The LearnGUI dataset is a comprehensive collection designed for studying demonstration-based learning in mobile GUI agents, featuring 2,353 instructions across 73 applications with an average of 13.2 steps per task.
- Rich Few-shot Learning Support: Provides k-shot combinations (k=1,2,3) for each task
- Multi-dimensional Similarity Metrics: Covers instruction, UI, and action dimensions
- Natural Task Variation: Reflects real-world mobile task diversity within applications
- Systematic Analysis Framework: Enables detailed study of demonstration impact on learning outcomes

Dataset Comparison
Dataset | # Instructions | # Apps | # Steps | Environment | High-level | Low-level | Ground Truth | Few-shot |
---|---|---|---|---|---|---|---|---|
PixelHelp | 187 | 4 | 4.2 | ❌ | ✅ | ❌ | ✅ | ❌ |
MoTIF | 276 | 125 | 4.5 | ❌ | ✅ | ✅ | ✅ | ❌ |
UIBert | 16,660 | - | 1 | ❌ | ❌ | ✅ | ✅ | ❌ |
UGIF | 523 | 12 | 6.3 | ❌ | ✅ | ✅ | ✅ | ❌ |
AITW | 30,378 | 357 | 6.5 | ❌ | ✅ | ❌ | ✅ | ❌ |
AITZ | 2,504 | 70 | 7.5 | ❌ | ✅ | ✅ | ✅ | ❌ |
AndroidControl | 15,283 | 833 | 4.8 | ❌ | ✅ | ✅ | ✅ | ❌ |
AMEX | 2,946 | 110 | 12.8 | ❌ | ✅ | ❌ | ✅ | ❌ |
MobileAgentBench | 100 | 10 | - | ❌ | ✅ | ❌ | ❌ | ❌ |
AppAgent | 50 | 10 | - | ❌ | ✅ | ❌ | ❌ | ❌ |
LlamaTouch | 496 | 57 | 7.01 | ✅ | ✅ | ❌ | ✅ | ❌ |
AndroidWorld | 116 | 20 | - | ✅ | ✅ | ❌ | ❌ | ❌ |
AndroidLab | 138 | 9 | 8.5 | ✅ | ✅ | ❌ | ❌ | ❌ |
LearnGUI (Ours) | 2,353 | 73 | 13.2 | ✅ | ✅ | ✅ | ✅ | ✅ |
Table: Comparison of different datasets and environments for benchmarking Mobile GUI agents.
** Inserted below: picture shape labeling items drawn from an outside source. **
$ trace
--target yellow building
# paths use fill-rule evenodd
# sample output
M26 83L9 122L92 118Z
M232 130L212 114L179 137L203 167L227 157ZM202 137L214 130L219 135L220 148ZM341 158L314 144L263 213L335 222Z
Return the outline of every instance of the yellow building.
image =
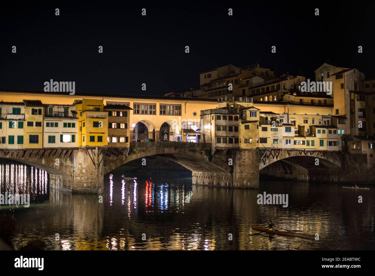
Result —
M104 111L108 112L108 146L129 147L131 138L129 125L130 112L132 110L125 105L107 105L104 106Z
M23 102L0 102L0 148L24 147Z
M78 146L108 146L108 112L103 100L83 99L74 101L78 115Z
M24 126L26 148L43 147L43 104L40 100L24 100L25 120Z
Column definitions: # Inst. (number of instructions), # Apps (number of applications), # Step (average steps per task), Env. (supports environment interactions), HL (has high-level instructions), LL (has low-level instructions), GT (provides ground truth trajectories), FS (supports few-shot learning).
Dataset Statistics
Split | K-shot | Tasks | Apps | Step actions | Avg InsSim | Avg UISim | Avg ActSim | UISHActSH | UISHActSL | UISLActSH | UISLActSL |
---|---|---|---|---|---|---|---|---|---|---|---|
Offline-Train | 1-shot | 2,001 | 44 | 26,184 | 0.845 | 0.901 | 0.858 | 364 | 400 | 403 | 834 |
Offline-Train | 2-shot | 2,001 | 44 | 26,184 | 0.818 | 0.898 | 0.845 | 216 | 360 | 358 | 1,067 |
Offline-Train | 3-shot | 2,001 | 44 | 26,184 | 0.798 | 0.895 | 0.836 | 152 | 346 | 310 | 1,193 |
Offline-Test | 1-shot | 251 | 9 | 3,469 | 0.798 | 0.868 | 0.867 | 37 | 49 | 56 | 109 |
Offline-Test | 2-shot | 251 | 9 | 3,469 | 0.767 | 0.855 | 0.853 | 15 | 42 | 55 | 139 |
Offline-Test | 3-shot | 251 | 9 | 3,469 | 0.745 | 0.847 | 0.847 | 10 | 36 | 49 | 156 |
Online-Test | 1-shot | 101 | 20 | 1,423 | - | - | - | - | - | - | - |
Table: Statistics of LearnGUI dataset splits. Each split is analyzed across multiple dimensions: Tasks (number of tasks), Apps (number of applications covered), Step actions (total action steps), similarity metrics (Avg Ins/UI/ActSim), and distribution across four similarity profiles categorized by high (SH) and low (SL) UI and action similarity.